Penutupan tersebut menjadi bagian dari program percepatan peningkatan keselamatan di perlintasan sebidang yang dilaksanakan serentak di wilayah Jawa dan Sumatera sepanjang tahun 2026.
Sebelum proses penutupan dilakukan, KAI Daop 4 Semarang terlebih dahulu berkoordinasi dengan pemerintah daerah, aparat kewilayahan, dan sejumlah pihak terkait agar pelaksanaan berjalan aman dan lancar.
Langkah tersebut dilakukan untuk mengurangi risiko kecelakaan antara kereta api dan kendaraan bermotor di perlintasan sebidang yang kerap menyebabkan korban jiwa maupun kerusakan sarana perkeretaapian.
Manager Humas KAI Daop 4 Semarang, Luqman Arif, menjelaskan penutupan perlintasan dilakukan sesuai ketentuan Undang-Undang Nomor 23 Tahun 2007 tentang Perkeretaapian.
Dalam Pasal 94 disebutkan bahwa perlintasan sebidang yang tidak memiliki izin wajib ditutup demi keselamatan perjalanan kereta api dan pengguna jalan.
“Berdasarkan regulasi tersebut dan demi keselamatan bersama, KAI akan secara tegas melakukan penutupan perlintasan sebidang yang tidak dijaga dan berisiko tinggi terhadap kecelakaan. Keselamatan perjalanan kereta api serta para pengguna jalan harus menjadi prioritas utama,” ujar Luqman Arif.

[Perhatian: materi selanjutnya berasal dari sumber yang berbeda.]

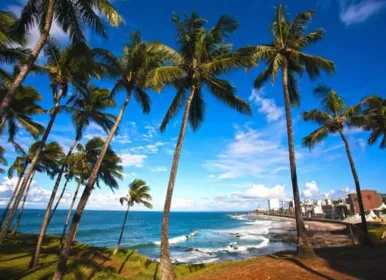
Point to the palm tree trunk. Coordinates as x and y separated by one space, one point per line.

KAI Daop 4 Semarang juga terus memperkuat sinergi dengan pemerintah daerah, Kementerian Perhubungan Republik Indonesia, aparat TNI-Polri, hingga komunitas railfans dalam meningkatkan keselamatan di kawasan jalur rel.
Berdasarkan data hingga 19 Mei 2026, tercatat sudah terjadi 12 kecelakaan di perlintasan sebidang wilayah Daop 4 Semarang. Sementara sepanjang tahun 2025 lalu, jumlah kecelakaan mencapai 21 kasus.

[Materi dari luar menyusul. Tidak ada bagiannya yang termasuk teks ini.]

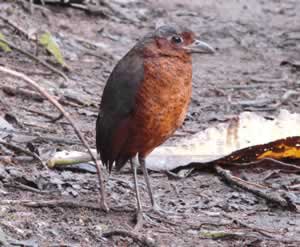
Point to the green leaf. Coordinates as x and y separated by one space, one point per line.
3 45
49 43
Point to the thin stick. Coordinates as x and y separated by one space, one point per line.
42 91
20 149
33 57
139 239
64 203
271 197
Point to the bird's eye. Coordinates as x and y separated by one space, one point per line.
177 39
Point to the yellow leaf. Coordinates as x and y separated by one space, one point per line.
49 43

Tingginya angka kecelakaan tersebut dinilai menjadi alasan penting perlunya langkah tegas berupa penutupan perlintasan sebidang yang tidak dijaga.
Sepanjang tahun 2026, KAI Daop 4 Semarang menargetkan penutupan 11 perlintasan sebidang tidak dijaga. Hingga pertengahan Mei ini, sebanyak enam perlintasan telah berhasil ditutup.
KAI berharap pemerintah daerah dan masyarakat ikut berperan aktif menciptakan keselamatan di sekitar jalur rel kereta api.
“Kepedulian semua pemangku kepentingan, termasuk para pengguna jalan, sangat diperlukan untuk menciptakan lingkungan yang lebih aman di sekitar jalur kereta api. Keselamatan segenap anak bangsa adalah tanggung jawab kita bersama,” tutup Luqman.